07Prices & fees in Paris
| Procedure | With insurance coverage | Aesthetic fees |
|---|---|---|
| Breast reconstruction after mastectomy with an implant | 3 600 – 5 600 € | 7 000 – 9 000 € |
| Breast reconstruction with DIEP (microsurgical flap) | 9 000 – 11 000 € | 14 000 – 18 000 € |
Indicative “from” prices, surgeon fees included. The final quote is given at the consultation, after examination, depending on the area treated and the technique chosen. Part of the procedure may be covered by French national health insurance when the medical criteria are met.
08Your questions
Is breast reconstruction after cancer covered by insurance?+
Yes, fully: it is reconstructive surgery covered at 100% by the French national health insurance (long-term illness scheme), including the symmetrisation of the opposite breast and the reconstruction of the areola. Any out-of-pocket fee supplements are set out in the price list.

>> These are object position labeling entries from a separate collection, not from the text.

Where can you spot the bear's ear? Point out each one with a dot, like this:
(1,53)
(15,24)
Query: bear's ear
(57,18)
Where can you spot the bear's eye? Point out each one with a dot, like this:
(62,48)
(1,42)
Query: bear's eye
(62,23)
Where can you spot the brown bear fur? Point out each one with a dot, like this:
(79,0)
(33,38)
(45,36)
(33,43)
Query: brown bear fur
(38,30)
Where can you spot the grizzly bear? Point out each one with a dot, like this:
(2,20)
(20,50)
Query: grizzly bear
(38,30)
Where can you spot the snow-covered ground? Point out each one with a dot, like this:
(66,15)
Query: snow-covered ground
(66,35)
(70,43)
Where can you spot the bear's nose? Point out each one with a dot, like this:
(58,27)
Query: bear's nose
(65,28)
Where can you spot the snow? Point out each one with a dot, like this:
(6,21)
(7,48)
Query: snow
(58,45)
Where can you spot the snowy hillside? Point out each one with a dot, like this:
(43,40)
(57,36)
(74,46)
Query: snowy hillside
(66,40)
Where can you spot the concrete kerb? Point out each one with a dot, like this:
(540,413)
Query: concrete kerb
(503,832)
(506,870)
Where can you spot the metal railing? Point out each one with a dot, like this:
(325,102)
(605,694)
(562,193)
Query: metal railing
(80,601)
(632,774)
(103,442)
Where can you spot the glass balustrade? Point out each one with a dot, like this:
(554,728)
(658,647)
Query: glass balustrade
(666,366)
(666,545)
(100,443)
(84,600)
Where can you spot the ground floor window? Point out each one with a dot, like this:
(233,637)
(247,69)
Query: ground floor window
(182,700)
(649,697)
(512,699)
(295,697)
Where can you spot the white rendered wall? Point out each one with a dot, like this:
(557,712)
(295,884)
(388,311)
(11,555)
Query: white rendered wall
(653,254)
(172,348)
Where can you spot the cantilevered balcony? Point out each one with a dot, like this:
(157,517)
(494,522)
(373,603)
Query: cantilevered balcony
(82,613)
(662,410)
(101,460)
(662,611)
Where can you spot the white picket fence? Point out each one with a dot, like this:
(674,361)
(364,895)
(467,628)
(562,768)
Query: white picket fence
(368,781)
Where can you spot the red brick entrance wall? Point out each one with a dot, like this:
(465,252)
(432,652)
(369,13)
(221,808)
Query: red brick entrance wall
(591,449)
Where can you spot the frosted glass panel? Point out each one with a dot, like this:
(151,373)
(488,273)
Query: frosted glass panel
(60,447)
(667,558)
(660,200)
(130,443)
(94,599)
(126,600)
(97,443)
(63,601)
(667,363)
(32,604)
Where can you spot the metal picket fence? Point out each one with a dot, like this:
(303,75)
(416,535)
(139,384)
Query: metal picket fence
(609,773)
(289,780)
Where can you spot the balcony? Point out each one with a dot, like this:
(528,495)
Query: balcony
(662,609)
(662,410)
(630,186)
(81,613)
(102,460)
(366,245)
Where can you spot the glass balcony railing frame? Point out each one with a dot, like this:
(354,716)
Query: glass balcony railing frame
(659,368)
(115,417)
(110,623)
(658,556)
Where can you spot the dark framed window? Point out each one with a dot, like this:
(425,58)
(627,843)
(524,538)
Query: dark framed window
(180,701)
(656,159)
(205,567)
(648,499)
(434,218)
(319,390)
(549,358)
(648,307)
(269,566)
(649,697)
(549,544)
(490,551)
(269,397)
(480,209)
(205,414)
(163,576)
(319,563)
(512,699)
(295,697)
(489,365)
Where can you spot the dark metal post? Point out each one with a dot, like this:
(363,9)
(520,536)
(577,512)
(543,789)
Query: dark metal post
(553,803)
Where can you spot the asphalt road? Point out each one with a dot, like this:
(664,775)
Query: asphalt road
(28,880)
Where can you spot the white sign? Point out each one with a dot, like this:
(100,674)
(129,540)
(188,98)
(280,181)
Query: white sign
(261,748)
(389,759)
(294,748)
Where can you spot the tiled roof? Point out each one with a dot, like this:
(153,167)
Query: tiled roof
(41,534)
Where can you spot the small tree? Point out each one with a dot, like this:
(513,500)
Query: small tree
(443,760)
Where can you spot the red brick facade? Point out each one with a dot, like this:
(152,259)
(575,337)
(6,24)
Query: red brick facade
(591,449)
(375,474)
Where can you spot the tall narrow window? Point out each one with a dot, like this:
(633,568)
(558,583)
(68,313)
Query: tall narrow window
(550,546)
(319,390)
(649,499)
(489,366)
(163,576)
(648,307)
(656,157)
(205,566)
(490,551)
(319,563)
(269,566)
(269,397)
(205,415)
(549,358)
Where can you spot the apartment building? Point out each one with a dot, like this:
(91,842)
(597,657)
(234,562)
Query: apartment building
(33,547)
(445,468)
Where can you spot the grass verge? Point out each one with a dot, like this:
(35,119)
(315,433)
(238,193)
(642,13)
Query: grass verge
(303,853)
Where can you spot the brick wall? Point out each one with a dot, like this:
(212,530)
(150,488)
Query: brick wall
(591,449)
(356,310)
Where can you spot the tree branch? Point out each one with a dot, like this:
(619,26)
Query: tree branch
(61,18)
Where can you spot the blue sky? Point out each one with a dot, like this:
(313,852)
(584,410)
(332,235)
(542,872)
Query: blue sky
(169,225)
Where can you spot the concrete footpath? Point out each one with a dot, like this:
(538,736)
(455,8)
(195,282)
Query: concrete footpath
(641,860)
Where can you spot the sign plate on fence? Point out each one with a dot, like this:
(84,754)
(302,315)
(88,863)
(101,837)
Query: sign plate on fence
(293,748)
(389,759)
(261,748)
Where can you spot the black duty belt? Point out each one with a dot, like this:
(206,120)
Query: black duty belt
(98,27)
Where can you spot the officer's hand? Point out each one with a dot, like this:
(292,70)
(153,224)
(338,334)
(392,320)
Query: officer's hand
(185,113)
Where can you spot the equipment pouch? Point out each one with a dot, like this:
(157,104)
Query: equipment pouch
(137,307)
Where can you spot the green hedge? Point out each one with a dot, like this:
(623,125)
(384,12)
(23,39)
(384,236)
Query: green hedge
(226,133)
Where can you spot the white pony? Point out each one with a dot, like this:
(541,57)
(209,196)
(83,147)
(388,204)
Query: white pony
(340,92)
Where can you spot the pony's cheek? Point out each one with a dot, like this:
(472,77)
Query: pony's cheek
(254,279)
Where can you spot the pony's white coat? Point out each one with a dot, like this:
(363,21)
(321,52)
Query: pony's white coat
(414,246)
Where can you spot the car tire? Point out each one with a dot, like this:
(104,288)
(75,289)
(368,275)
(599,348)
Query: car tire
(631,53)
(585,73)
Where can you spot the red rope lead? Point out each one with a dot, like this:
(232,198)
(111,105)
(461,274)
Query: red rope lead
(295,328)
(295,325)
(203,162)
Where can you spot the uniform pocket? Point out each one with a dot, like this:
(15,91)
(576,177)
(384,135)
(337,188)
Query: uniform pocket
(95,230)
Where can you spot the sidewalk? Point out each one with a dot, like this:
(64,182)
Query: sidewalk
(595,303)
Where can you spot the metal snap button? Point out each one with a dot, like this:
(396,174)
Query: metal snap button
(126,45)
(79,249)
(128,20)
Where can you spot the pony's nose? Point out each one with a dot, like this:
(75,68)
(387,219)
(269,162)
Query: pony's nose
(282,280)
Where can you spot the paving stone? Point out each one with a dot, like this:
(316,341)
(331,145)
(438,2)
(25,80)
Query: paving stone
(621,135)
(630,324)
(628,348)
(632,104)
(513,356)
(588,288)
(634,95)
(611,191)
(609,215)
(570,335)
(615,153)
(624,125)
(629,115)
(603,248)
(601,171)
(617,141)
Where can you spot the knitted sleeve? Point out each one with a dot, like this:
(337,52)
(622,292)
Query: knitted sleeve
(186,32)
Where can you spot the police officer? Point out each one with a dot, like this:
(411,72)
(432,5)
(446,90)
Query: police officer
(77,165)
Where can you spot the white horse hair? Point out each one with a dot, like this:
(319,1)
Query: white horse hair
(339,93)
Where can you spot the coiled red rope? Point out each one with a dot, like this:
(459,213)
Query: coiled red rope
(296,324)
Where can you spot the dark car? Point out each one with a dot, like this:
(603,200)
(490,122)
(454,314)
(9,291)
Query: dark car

Immediate or delayed reconstruction: which one to choose?+
Immediate reconstruction (during the mastectomy) is preferable when conditions allow; the delayed option is often necessary when radiotherapy is planned. The choice is made with the team according to the tumour, the treatments and your wishes.
Which reconstruction technique is right for me?+
It depends on your body shape, the quality of the tissues and the treatments received: an implant for a moderate volume and good tissues, an autologous flap (DIEP) for a natural autologous result, fat transfer on its own or as a complement. The surgeon guides you during the consultation.
Can you be reconstructed after radiotherapy?+
Yes. In an irradiated area, reconstruction with autologous tissue (a flap) is generally preferred over an implant, as it is better tolerated and gives better results.
Does reconstruction interfere with monitoring or encourage a recurrence?+
No. Reconstruction does not increase the risk of recurrence and does not interfere with breast cancer follow-up, as established by the health authorities.
Are the nipple and areola reconstructed too?+
Yes, if you wish: it is the final step, carried out a few months later by medical tattooing, a skin graft or a graft taken from the opposite areola.
How long does recovery take?+
It varies with the technique: a few days in hospital for an implant, 5 to 8 days for a flap, with sick leave that can reach 6 weeks and a return to sport after one month.
Can you be reconstructed long after the mastectomy?+
Yes: delayed reconstruction can be carried out several years after the mastectomy, once the treatments are over and the tissues have stabilised.